Tuesday, April 14, 2009

Most adorable Edgar Allan Poe ever!

With this post I hope to settle a dispute that has long haunted the blog-o-sphere... what is the cutest portrayal of author Edgar Allan Poe in film?

Before you start emailing me your nominees, just check out this screen shot from Frank Capra's The Strange Case of the Cosmic Rays (1957):

The Strange Case of the Cosmic Rays was an entry in the Bell Science series of educational programs made for the classroom in the late 1950s.

Apparently director Frank Capra (yes, that Frank Capra) felt that the behavior of certain sub-atomic particles might be somewhat of a dry topic for the intended audience of school children.
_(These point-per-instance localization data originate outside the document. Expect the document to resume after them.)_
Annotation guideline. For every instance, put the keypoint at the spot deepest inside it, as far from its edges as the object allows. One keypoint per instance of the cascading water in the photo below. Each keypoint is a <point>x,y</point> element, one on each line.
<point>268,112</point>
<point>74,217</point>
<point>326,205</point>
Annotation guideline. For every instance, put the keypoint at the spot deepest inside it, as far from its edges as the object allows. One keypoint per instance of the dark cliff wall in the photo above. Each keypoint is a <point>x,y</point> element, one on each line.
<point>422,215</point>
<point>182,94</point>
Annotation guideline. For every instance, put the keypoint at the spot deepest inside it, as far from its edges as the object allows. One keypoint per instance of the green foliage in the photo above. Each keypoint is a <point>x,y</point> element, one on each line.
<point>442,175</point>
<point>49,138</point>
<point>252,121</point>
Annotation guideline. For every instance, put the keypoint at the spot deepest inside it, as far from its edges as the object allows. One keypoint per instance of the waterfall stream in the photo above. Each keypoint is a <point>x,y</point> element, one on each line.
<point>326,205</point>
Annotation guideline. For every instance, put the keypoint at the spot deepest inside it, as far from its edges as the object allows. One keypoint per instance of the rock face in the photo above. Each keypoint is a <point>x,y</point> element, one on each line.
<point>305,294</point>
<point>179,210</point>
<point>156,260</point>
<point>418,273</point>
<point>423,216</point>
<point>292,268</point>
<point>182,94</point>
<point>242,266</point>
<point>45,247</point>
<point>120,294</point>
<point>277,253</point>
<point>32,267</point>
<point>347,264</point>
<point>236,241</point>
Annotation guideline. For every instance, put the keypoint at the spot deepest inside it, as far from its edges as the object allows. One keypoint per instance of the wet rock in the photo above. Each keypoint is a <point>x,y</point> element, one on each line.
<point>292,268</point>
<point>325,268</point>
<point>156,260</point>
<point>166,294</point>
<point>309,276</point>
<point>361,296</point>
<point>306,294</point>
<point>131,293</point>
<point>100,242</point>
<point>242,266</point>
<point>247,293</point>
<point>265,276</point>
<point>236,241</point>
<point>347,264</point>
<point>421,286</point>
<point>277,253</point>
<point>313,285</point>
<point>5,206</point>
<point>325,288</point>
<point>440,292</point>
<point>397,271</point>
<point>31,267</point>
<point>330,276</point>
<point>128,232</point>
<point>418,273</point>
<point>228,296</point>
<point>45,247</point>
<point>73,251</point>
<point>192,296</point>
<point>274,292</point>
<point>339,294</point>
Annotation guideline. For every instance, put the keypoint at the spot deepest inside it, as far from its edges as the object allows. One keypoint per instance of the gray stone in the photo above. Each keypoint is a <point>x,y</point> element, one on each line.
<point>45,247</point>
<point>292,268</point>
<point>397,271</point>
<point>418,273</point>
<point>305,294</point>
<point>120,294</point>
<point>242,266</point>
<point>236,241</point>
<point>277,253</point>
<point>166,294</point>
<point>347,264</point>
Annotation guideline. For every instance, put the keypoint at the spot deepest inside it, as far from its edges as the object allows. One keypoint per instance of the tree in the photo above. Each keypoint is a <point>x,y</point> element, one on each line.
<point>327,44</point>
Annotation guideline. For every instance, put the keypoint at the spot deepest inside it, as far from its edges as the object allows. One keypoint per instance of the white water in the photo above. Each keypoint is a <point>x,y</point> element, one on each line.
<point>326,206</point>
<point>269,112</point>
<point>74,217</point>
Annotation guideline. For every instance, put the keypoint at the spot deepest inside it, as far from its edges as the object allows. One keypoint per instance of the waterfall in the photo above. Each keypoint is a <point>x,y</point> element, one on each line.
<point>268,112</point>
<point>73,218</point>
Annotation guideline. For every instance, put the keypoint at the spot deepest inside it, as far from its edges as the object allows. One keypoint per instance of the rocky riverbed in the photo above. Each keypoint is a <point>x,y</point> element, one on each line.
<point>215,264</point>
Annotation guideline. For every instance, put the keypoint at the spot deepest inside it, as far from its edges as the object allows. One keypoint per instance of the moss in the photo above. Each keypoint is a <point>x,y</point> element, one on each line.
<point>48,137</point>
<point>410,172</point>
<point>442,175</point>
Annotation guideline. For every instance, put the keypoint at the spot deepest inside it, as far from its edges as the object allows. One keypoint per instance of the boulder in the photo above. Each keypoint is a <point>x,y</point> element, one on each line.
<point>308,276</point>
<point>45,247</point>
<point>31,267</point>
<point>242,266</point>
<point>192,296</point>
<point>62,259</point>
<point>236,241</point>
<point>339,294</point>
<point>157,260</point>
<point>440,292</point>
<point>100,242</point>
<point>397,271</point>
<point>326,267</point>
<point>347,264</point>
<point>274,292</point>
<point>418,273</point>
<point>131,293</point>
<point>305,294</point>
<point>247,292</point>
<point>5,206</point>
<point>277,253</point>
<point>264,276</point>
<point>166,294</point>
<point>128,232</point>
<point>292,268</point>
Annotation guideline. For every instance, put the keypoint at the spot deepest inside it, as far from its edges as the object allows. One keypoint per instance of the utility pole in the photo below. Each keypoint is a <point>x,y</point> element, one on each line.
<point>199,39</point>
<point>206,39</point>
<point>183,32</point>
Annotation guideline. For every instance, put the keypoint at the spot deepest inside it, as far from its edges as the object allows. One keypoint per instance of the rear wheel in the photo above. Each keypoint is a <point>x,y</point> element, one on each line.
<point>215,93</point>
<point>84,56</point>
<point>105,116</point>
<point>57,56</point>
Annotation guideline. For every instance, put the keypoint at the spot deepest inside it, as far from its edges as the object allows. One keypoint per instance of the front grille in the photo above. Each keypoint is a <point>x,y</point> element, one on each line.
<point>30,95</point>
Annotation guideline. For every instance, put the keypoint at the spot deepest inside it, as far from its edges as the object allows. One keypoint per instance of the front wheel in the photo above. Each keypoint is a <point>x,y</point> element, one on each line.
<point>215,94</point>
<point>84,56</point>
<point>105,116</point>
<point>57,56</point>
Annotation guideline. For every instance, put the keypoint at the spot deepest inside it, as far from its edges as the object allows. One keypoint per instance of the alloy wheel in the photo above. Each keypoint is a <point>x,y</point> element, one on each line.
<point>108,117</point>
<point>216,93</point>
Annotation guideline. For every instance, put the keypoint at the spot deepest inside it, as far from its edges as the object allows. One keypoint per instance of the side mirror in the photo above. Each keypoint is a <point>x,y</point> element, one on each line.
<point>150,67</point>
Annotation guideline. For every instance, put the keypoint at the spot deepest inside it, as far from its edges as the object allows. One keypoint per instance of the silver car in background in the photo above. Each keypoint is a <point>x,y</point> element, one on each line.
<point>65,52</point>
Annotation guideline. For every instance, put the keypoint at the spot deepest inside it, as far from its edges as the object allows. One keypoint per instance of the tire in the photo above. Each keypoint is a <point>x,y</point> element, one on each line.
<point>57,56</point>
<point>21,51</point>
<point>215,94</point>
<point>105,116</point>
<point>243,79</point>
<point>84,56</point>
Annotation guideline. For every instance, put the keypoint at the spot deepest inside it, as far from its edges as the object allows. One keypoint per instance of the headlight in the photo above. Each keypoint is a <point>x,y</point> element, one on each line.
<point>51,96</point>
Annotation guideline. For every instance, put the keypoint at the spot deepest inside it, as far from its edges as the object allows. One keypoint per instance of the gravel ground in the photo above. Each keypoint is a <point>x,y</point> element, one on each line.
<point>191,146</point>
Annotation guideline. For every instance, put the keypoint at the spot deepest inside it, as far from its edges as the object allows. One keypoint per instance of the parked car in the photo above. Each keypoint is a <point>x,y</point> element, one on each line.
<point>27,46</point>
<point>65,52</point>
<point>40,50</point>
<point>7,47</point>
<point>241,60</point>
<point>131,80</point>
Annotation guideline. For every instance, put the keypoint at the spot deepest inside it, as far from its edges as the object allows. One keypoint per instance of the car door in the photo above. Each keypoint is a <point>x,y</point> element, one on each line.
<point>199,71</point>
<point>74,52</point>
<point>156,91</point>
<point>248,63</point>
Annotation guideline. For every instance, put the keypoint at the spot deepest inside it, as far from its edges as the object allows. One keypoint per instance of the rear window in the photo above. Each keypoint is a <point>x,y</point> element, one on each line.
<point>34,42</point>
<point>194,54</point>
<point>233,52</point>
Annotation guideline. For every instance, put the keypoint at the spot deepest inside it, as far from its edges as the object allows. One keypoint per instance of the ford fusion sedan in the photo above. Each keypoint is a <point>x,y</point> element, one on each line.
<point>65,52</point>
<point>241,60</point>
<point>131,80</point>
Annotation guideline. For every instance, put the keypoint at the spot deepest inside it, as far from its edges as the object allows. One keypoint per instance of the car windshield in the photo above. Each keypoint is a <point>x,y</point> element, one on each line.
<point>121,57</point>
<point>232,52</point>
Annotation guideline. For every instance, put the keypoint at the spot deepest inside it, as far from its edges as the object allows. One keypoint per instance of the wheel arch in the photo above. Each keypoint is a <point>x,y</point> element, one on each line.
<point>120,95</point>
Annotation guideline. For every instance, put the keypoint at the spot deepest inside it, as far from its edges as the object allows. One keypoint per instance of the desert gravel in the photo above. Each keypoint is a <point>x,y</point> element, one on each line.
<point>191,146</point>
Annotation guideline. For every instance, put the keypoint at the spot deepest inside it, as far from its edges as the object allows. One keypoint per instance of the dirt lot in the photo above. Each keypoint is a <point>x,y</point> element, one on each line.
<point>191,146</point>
So what better way to reign in the kiddies' interest than to add some whimsical marionettes based on characters from popular culture...characters that would already be known to the youngsters, and keep them entertained while they learned.

So who did they come up with? Why none other than authors Charles Dickens...

...Fyodor Dostoyevsky...

...and the cutest Edgar Allan Poe ever!

Now at this point you may wonder just what the hell they were thinking when they arrived at these three literary icons as the magic missing ingredient to hold their young audience riveted.

I don't know either. But look--Edgar's raven has eyelashes!

The science portion of the program is hosted live by actual scientist Frank Baxter and actor Richard Carlson, who has appeared in tons of television and film, including one of my favorite guilty pleasures, the spooky camp classic Tormented (1960), which I'll be visiting in a later post.

The Strange Case of the Cosmic Rays can be found on DVD here. If you enjoy Disney's educational films (True-Life Adventures, the Man in Space series, etc.) this may be right up your alley. The program includes great "cartoon-modern" style animated segments by Shamus Culhane Productions, and the marionettes are from Bil and Cora Baird, who (according to Wikipedia) also provided puppets for the cult TV show Dark Shadows.


Rob Velella said...

Good lord, look at those eyelashes on Poe!

I can't comment on the other two choices, but Poe isn't such a bad one. On of Poe's longest later works was "Eureka: A Prose Poem" (1848), which was a pseudo-scientific explanation of his theory on the origins of the universe. Poe discusses all kinds of phenomena in physics - including an early version of what would become black holes.

Poe likely would have been proud of being a part of this production. Though I think he might have questioned the eyelashes!

Belle Dee said...

That is the cutest Poe ever! He has Bambi eyes!